Le copilote ne se tourna pas et se contenta de lever la main mollement en guise de salut. Venka se dirigea vers l’étroit sas de sortie. Il se referma derrière elle. Une bobine de câble métallique était fixée au plafond : elle saisit le mousqueton qui flottait et l’accrocha à sa ceinture. Elle serait ainsi toujours reliée au vaisseau une fois à l’extérieur. Puis elle attendit. Avec un casque sur la tête, le bruit de sa respiration lui évoquait les vagues d’une mer agitée – ou du moins, de ce qu’elle avait pu voir en vidéo, il n’y avait pas de mer sur Solar IV. Dans le hublot face à elle, elle pouvait observer son reflet, son regard noir, son visage fermé, et le drapeau ocre imprimé sur le côté du casque. Une fine rayure sur la vitre ; rien d’anormal. La porte extérieure s’ouvrit soudain sur le vide interstellaire où des millions d’étoiles brillaient.

–  Je sors, déclara-t-elle.

–  Bien reçu, répondit Contrôleur 1.

Venka se laissa lentement glisser dehors. Comme à chacune de ses sorties extravéhiculaires, elle ressentit une forte pression sur sa poitrine, une angoisse étrange, celle d’être minuscule. Elle activa les propulseurs à air-comprimé dans son dos qui lui permirent de s’orienter vers la tour centrale. Elle l’atteignit sans difficulté. Une trappe permettait d’accéder à la salle de maintenance.

–  Contrôleur 1, y a-t-il code pour pénétrer à l’intérieur ?

–  Capitaine, l’interrompit le copilote. Des vaisseaux en approche. Cinq.

Une voix retentit sur leur canal de communication.

–  Vaisseau 2772, ici le Capitaine Kalinga. Votre sortie n’est pas autorisée, ordre de rentrer à la base.

–  Capitaine Kalinga, ici Capitaine Stone, répondit-elle. Nous agissons pour rétablir le contrôle sur le cylindre et relancer la rotation.
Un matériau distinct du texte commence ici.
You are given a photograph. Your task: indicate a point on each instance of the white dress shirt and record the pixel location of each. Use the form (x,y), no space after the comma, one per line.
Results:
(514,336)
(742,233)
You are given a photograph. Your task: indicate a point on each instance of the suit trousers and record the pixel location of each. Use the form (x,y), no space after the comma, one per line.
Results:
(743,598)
–  Vous n’avez pas d’autorisation pour cette mission, Capitaine. Je ne peux pas vous laisser continuer. Même avec une bonne intention, si je vous laisse faire et que vous endommagez le système, vous mettriez en danger l’intégralité des habitants de la station. Je vous donne trois minutes pour rejoindre votre vaisseau et nous suivre.

Venka se dirigea en flottant vers la trappe. Elle ne pouvait renoncer maintenant.
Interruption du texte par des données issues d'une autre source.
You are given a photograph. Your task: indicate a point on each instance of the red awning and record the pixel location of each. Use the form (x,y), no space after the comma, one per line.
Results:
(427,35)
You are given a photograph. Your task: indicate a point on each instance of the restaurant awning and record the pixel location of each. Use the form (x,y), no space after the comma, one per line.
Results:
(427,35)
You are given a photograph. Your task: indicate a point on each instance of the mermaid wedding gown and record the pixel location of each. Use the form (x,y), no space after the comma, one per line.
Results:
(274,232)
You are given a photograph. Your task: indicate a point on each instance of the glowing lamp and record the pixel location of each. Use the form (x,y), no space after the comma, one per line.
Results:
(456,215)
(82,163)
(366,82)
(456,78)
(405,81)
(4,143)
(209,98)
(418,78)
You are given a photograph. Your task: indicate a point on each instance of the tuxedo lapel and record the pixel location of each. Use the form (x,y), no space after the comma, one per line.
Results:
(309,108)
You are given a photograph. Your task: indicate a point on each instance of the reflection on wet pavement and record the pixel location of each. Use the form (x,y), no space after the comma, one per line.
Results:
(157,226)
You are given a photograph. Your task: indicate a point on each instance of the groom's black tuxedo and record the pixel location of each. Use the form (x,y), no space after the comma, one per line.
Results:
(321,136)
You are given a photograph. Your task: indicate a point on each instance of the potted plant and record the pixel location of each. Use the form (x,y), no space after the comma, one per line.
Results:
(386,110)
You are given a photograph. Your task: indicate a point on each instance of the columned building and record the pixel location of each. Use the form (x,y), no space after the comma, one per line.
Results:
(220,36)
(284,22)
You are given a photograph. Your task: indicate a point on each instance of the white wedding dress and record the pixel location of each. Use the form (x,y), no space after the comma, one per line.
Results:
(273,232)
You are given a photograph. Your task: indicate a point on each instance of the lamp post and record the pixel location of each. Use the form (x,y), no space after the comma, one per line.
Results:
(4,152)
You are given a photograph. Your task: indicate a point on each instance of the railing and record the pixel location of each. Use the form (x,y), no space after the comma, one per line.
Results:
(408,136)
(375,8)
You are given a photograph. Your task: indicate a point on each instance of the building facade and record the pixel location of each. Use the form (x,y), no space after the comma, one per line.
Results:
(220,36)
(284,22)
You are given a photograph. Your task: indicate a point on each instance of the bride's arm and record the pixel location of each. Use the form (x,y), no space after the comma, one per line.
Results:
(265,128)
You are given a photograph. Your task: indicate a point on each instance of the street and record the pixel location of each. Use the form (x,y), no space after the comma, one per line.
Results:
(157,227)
– Capitaine Stone, l’interpella Contrôleur 1. J’ai deux informations à vous transmettre. Premièrement, le code pour la trappe est 3671B. Si la Terre ne l’a pas changé.

Au grand soulagement de Venka, la trappe s’ouvrit.
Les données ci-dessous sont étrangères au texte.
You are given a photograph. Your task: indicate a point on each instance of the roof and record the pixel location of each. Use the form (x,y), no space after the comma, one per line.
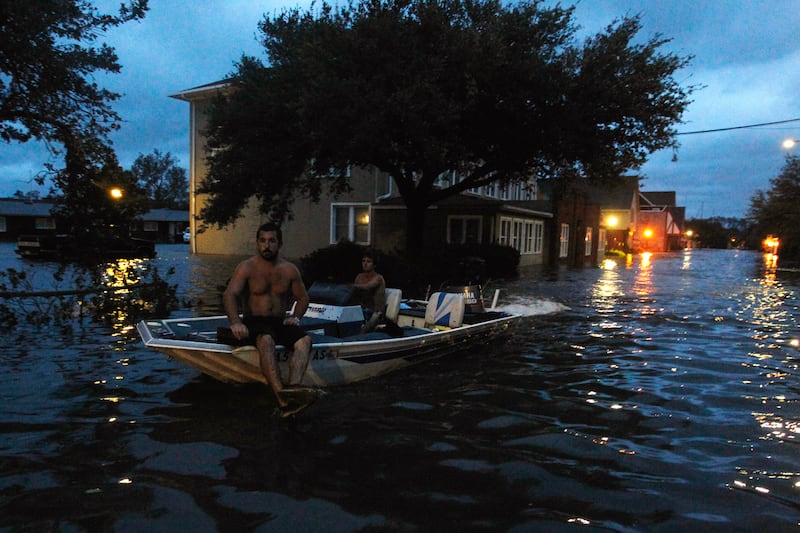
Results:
(166,215)
(540,208)
(202,90)
(658,198)
(618,196)
(11,207)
– Et la deuxième ?, s’enquit-elle.

– Vous êtes en direct sur tous les écrans de la station dans trente secondes.

– Quoi ?, s’exclama-t-elle. Comment ?

– J’avais ça sous la main depuis plusieurs années… Je ne pensais pas m’en servir un jour.

– Pourquoi faites-vous cela ?

– Pour que les gens sachent. Vingt secondes.

Le capitaine solarien des vaisseaux d’interception reprit contact :

– Capitaine Stone, nous serons sur vous dans une minute trente. Obtempérez s’il vous plait, j’aimerais éviter d’avoir à ouvrir le feu sur une camarade.

L’artilleuse l’interpella à son tour :

– Capitaine, nous pouvons les ralentir si vous le désirez, mais il faut nous le dire maintenant.

Tout allait trop vite.

– Dix secondes, dit le contrôleur 1.

Venka se rendit compte que le stress bloquait sa respiration. Elle inspira profondément. L’oxygène des bonbonnes rafraichit ses poumons. Elle détacha le câble métallique qui la retenait au vaisseau, et ordonna d’une voix calme :

– Artilleuse, essayez de les retenir au maximum. J’ai besoin de cinq minutes.